Lo dimostra la Legge sulla divulgazione della scienza e della tecnologia, promulgata dal governo cinese, che obbliga tutti i media, dalla radio, ai giornali, alle tv, a dedicare più spazio alla scienza. E secondo la quale «chi usa la divulgazione della scienza per accumulare soldi, beni di valore o turbare l'ordine sociale verrà criticato e rieducato da una apposita commissione».
Nonostante i rischi legali e il codazzo di guardie del corpo che vigilano su quello che fa, Donghong è molto disponibile e non si tira indietro di fronte a qualunque tipo di domanda: il problema delle centinaia di migliaia di sfollati causati dalla costruzione delle grandi dighe?
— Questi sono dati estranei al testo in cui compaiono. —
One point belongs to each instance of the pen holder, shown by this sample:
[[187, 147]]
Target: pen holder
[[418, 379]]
Un semplice scambio tra comunità locali e governo («no pain, no gain»). I diritti umani? Un sistema di valori che necessita di un retroterra culturale su cui innestarsi. Il pubblico della Fiera internazionale dell'editoria scientifica di Trieste le ha chiesto di tutto, dai diritti umani, appunto, al protocollo di Kyoto, dagli Ogm (grande motivo di pressione delle multinazionali sul governo cinese) al sistema educativo del suo paese.
L'intervista è uscita sull'Unità di oggi.